C’est une explication que j’entends assez souvent, même hors saison. C’est étrange comme le ramassage des champignons est encore bien ancré culturellement alors que la cueillette des plantes est complètement tombée en désuétude. C’est bien dommage car c’est passer à côté de véritables trésors.
C’est par exemple le cas de mon anticonformiste du jour : le tussilage, également nommé « pas d’âne ». Je viens d’en trouver les premières fleurs de l’année. Des centaines de soleils miniatures que les néophytes pourraient prendre de loin pour des pissenlits. Mais à y regarder de plus près, à part une courte tige écailleuse sous chaque fleur, il n’y a aucune rosette ni même aucune feuille. Et c’est bien là l’étrangeté de cette plante. A l’inverse des autres, elle fleurit d’abord, et ce n’est qu’une fois les fleurs passées qu’elle développe ses feuilles. Car du tussilage, on ne voit jamais les fleurs et les feuilles en même temps !

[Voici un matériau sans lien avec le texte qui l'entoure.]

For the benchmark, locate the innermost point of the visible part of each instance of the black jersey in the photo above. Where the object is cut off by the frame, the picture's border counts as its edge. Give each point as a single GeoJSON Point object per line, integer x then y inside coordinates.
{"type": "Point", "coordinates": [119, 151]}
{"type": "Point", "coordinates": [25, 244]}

Les unes comme les autres sont utilisables en cuisines. On retrouve la même saveur dans les deux, mais celle des fleurs me parait plus fine. On peut les utiliser crues pour parfumer et décorer une salade. C’est assez difficile d’en décrire le goût, mais je pense qu’en parlant d’une fine saveur de résine, ça donne une idée de ce à quoi s’attendre. On peut aussi les cuire comme je l’ai fait aujourd’hui...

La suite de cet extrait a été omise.